We are simply told to assemble. And we are to have a singular and particular purpose to our assemblies. He said that we are the temple when we are assembled together on His day and for the right reasons, and that we make up the body of Christ. We are to offer up praise, blessings and service to our Savior and our God. He was kind enough to delineate all of the few requirements. No guessing or embroidery is needed or useful.
Apparently some assembly is required. But beyond what He gave us, no additional instructions are necessary. And anything that does not meet those requirements, by name, date, composition or instruction, simply acts to expose a house and organization that has been fabricated under false pretense, by false workers and under the authority of men. Now how simple is that?

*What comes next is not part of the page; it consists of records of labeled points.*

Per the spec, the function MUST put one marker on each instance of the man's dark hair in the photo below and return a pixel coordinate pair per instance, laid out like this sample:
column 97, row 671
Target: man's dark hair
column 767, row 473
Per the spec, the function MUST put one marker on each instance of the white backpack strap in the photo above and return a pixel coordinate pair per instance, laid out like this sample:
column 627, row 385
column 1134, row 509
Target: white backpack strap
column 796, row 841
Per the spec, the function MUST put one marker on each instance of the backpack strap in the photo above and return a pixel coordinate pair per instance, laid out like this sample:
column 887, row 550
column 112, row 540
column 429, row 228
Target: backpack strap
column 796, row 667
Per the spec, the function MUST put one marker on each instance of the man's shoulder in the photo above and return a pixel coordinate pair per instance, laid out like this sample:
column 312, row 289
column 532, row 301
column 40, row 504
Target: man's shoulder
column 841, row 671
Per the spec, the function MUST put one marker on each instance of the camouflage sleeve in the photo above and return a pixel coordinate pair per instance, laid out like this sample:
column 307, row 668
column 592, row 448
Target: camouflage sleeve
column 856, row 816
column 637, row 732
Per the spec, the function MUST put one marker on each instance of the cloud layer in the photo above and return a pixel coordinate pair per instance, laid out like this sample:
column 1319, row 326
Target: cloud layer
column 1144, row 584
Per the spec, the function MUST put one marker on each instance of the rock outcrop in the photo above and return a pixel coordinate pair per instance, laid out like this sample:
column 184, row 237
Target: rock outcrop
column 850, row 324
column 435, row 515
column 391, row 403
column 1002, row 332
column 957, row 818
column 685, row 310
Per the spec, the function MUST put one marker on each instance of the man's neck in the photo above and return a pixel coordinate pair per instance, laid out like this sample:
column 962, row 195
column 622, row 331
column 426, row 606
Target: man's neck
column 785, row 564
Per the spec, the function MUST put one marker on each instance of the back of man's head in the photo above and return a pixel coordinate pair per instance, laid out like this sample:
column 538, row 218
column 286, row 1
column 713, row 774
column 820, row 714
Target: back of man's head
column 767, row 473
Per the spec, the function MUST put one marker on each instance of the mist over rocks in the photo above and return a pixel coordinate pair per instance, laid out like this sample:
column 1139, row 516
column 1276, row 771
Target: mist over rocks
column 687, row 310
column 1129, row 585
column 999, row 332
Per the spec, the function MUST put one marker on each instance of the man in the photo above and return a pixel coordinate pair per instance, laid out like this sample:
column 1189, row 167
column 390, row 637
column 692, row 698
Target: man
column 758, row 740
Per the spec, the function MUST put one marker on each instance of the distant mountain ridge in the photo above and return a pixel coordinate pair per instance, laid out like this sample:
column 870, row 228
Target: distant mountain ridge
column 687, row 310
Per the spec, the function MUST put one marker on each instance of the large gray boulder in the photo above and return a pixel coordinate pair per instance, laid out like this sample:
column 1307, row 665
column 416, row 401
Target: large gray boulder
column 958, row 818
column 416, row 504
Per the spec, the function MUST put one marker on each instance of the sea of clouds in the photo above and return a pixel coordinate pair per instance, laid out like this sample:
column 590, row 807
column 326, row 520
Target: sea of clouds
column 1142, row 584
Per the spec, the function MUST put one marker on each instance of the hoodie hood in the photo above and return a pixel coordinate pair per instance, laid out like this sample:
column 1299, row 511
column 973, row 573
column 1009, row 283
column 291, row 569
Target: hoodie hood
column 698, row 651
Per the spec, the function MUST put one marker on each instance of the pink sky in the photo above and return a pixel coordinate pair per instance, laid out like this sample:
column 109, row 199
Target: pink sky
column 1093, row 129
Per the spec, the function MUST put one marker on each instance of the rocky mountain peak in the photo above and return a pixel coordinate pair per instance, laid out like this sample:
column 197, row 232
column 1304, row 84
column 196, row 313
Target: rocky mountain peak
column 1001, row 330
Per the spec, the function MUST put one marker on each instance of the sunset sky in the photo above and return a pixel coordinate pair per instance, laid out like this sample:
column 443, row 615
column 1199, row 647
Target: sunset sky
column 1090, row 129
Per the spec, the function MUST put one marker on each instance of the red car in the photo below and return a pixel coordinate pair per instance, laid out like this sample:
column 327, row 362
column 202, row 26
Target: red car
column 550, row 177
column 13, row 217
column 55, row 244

Therefore, I also after I heard of your faith in the Lord Jesus and your love for all the saints, do not cease to give thanks for you making mention of you in my prayers: that the God of our Lord Jesus Christ, the Father of Glory, may give to you a spirit of wisdom and revelation in the knowledge of Him, the eyes of your understanding being enlightened; that you may know what is the hope of His calling, what are the riches of the glory of His inheritance in the saints, and what is the exceeding greatness of His power toward us who believe, according to the working of His mighty power, which He worked in Christ when he raise Him from the dead and seated Him at His right hand in the heavenly places, far above all rule and authority and power and dominion, and every name that is named, not only in this age but also in that which is to come.
And he put all things under His feet, and gave Him to be Head over all things to the church, which is His body, the fullness of Him who fills all in all.